De milieuorganisaties stellen dat ook de gevolgen van de stikstofuitstoot van Project One nog steeds ernstig worden onderschat. De Vlaamse stikstofconcentraties overschrijden sterk de veilige waarden, met mogelijk ernstige consequenties voor het milieu en de gezondheid van de mens. Project One zal het stikstofprobleem in de regio alleen nog maar vergroten.

Benjamin Clarysse, projectcoördinator van de Bond Beter Leefmilieu: ‘Gezien de huidige stikstofcrisis in Vlaanderen en de veelbesproken gevolgen voor de Vlaamse landbouw, valt niet uit te leggen dat INEOS onze regio opzadelt met weer een nieuw, stikstofuitstotend project. De cumulatieve gezondheidseffecten van Project One zijn onvoldoende onderzocht en er is grote onduidelijkheid over de te verwachten stikstofemissie.

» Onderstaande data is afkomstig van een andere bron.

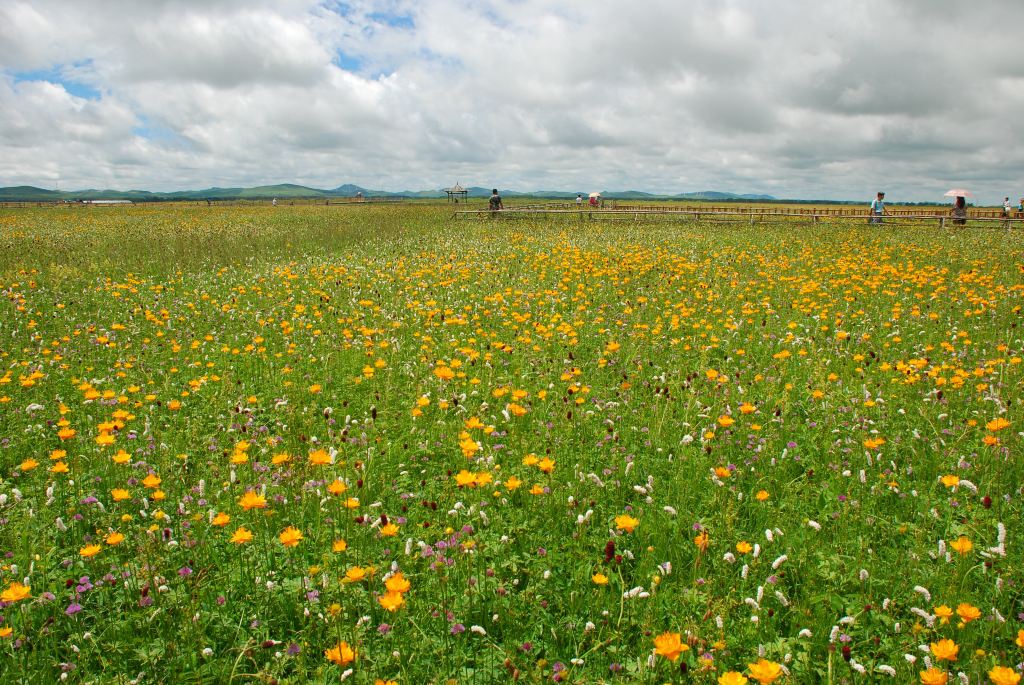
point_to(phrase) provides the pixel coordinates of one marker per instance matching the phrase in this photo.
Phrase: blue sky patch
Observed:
(57, 76)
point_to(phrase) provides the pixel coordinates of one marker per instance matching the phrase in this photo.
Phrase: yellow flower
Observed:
(320, 458)
(765, 671)
(962, 545)
(391, 601)
(341, 654)
(15, 592)
(1000, 675)
(627, 522)
(732, 678)
(397, 583)
(945, 650)
(670, 645)
(252, 501)
(934, 677)
(996, 424)
(968, 612)
(354, 574)
(290, 537)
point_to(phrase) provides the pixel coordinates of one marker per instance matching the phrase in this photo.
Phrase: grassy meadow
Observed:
(377, 444)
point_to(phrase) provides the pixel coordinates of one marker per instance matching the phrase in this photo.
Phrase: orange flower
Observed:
(341, 654)
(934, 677)
(252, 501)
(945, 650)
(962, 545)
(290, 537)
(354, 574)
(1000, 675)
(320, 458)
(397, 583)
(15, 592)
(627, 522)
(968, 612)
(670, 645)
(732, 678)
(765, 671)
(391, 601)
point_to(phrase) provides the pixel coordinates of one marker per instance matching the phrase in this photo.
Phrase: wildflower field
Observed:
(379, 444)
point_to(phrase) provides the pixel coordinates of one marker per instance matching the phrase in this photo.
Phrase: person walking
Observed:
(960, 211)
(878, 208)
(495, 203)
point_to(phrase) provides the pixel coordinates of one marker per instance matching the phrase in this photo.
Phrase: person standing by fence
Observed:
(960, 211)
(878, 208)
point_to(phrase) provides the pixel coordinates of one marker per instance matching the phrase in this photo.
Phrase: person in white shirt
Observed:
(878, 208)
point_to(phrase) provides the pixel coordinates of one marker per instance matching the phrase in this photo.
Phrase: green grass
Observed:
(840, 369)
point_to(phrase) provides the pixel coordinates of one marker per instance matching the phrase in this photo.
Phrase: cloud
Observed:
(828, 98)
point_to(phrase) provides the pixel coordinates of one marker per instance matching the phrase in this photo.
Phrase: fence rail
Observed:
(751, 215)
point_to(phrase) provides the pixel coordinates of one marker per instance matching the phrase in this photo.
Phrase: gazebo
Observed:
(457, 193)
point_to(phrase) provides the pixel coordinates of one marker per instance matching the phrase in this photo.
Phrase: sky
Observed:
(794, 98)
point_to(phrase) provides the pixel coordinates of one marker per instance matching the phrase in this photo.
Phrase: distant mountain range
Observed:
(293, 191)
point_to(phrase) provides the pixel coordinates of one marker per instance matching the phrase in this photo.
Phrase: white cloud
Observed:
(803, 98)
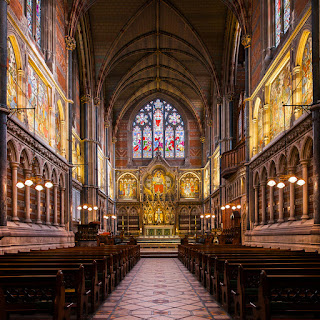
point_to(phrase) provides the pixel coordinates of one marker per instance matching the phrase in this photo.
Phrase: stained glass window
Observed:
(12, 96)
(38, 97)
(278, 21)
(307, 82)
(158, 127)
(38, 22)
(286, 15)
(29, 12)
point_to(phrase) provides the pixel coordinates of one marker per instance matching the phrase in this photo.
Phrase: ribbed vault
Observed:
(174, 47)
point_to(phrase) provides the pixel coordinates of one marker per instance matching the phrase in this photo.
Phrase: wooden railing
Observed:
(231, 160)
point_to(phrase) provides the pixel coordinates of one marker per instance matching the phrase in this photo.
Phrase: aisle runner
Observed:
(160, 289)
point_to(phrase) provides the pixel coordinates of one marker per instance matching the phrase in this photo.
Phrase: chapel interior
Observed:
(178, 136)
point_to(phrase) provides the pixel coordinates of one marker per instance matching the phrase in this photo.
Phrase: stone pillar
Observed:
(316, 113)
(62, 205)
(70, 46)
(305, 201)
(55, 204)
(292, 200)
(48, 206)
(14, 170)
(280, 220)
(38, 204)
(264, 205)
(27, 199)
(256, 205)
(3, 112)
(246, 42)
(271, 205)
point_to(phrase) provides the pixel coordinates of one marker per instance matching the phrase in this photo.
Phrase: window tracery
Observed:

‘Deze vervuiling, bovenop de rest van de uitstoot van het kraken van fossiel ethaangas, zal de lokale luchtkwaliteit ernstig verslechteren, resulterend in een bijkomend risico voor de menselijke gezondheid.’

Ook is onvoldoende onderzocht in hoeverre zowel lokaal als grensoverschrijdend de vervuiling met nurdles, de ‘lekkage’ van plastickorreltjes naar het milieu, zal toenemen met de komst van Project One.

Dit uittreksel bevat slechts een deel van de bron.